A Miguelángel Flores
Aquel café olía a salitre. Lo noté al empezar a removerlo, justo después de añadirle las dos cucharaditas de azúcar de siempre. Era un olor a red de pesca puesta a secar que me distrajo de la conversación con mi anfitriona, y mira que tenía yo ganas de verla. Me dije que eran cosas mías y me concentré en el cotilleo especialmente sabroso que llevábamos entre manos. Pero cuando iba a beber el primer sorbo, los vapores del líquido caliente me dilataron las aletas de la nariz con su perfume soleado a pueblo blanco. Al mirar el café, vi con tanto estupor como certeza la superficie de un mar en calma.

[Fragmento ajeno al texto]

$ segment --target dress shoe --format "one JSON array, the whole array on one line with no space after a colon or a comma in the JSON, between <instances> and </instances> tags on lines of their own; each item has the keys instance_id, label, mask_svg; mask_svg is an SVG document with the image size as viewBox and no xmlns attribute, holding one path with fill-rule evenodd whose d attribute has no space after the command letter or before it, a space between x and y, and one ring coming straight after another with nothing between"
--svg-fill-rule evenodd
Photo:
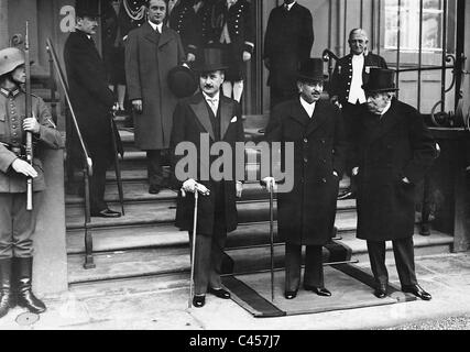
<instances>
[{"instance_id":1,"label":"dress shoe","mask_svg":"<svg viewBox=\"0 0 470 352\"><path fill-rule=\"evenodd\" d=\"M193 297L193 306L195 306L196 308L204 307L205 304L206 304L206 296L205 295Z\"/></svg>"},{"instance_id":2,"label":"dress shoe","mask_svg":"<svg viewBox=\"0 0 470 352\"><path fill-rule=\"evenodd\" d=\"M310 285L304 285L304 288L306 290L311 290L313 293L317 294L318 296L324 296L324 297L330 297L331 293L326 289L325 287L316 287L316 286L310 286Z\"/></svg>"},{"instance_id":3,"label":"dress shoe","mask_svg":"<svg viewBox=\"0 0 470 352\"><path fill-rule=\"evenodd\" d=\"M222 299L229 299L230 298L230 293L223 288L212 288L212 287L208 287L207 292L209 294L212 294L216 297L222 298Z\"/></svg>"},{"instance_id":4,"label":"dress shoe","mask_svg":"<svg viewBox=\"0 0 470 352\"><path fill-rule=\"evenodd\" d=\"M338 195L338 200L356 199L356 193L351 190L342 191Z\"/></svg>"},{"instance_id":5,"label":"dress shoe","mask_svg":"<svg viewBox=\"0 0 470 352\"><path fill-rule=\"evenodd\" d=\"M297 290L286 290L284 293L284 297L285 299L294 299L295 297L297 297Z\"/></svg>"},{"instance_id":6,"label":"dress shoe","mask_svg":"<svg viewBox=\"0 0 470 352\"><path fill-rule=\"evenodd\" d=\"M413 294L416 297L419 297L423 300L430 300L433 297L425 292L419 285L409 285L402 286L404 293Z\"/></svg>"},{"instance_id":7,"label":"dress shoe","mask_svg":"<svg viewBox=\"0 0 470 352\"><path fill-rule=\"evenodd\" d=\"M386 285L380 285L374 290L374 296L376 298L385 298L386 297Z\"/></svg>"},{"instance_id":8,"label":"dress shoe","mask_svg":"<svg viewBox=\"0 0 470 352\"><path fill-rule=\"evenodd\" d=\"M151 195L157 195L162 190L162 187L160 185L150 185L149 193Z\"/></svg>"},{"instance_id":9,"label":"dress shoe","mask_svg":"<svg viewBox=\"0 0 470 352\"><path fill-rule=\"evenodd\" d=\"M97 218L120 218L121 213L119 211L113 211L111 209L103 209L101 211L98 212L91 212L91 217L97 217Z\"/></svg>"}]
</instances>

Dicen que la curiosidad mata al gato. Con el alivio de saberme humano, me zambullí sin temor en la taza, con la esperanza de que mi amiga, que me miraba boquiabierta desde el borde, disculpase aquella despedida a la francesa. Buceé junto a un banco de sargos, sobre una llanura de posidonia y bajo las ondulaciones irisadas de una medusa. Solo ascendí cuando pareció que los pulmones iban a estallarme. Emergí en nuestra cama, contra la boca de mi marido.
Cuando ya exhaustos de piel y besos nos derrumbamos el uno junto al otro me confesó, entre susurros de deseo recién satisfecho, que lo había despertado un rumor de olas. Y que esa mañana mi cuerpo sabía a café con dos cucharaditas de azúcar.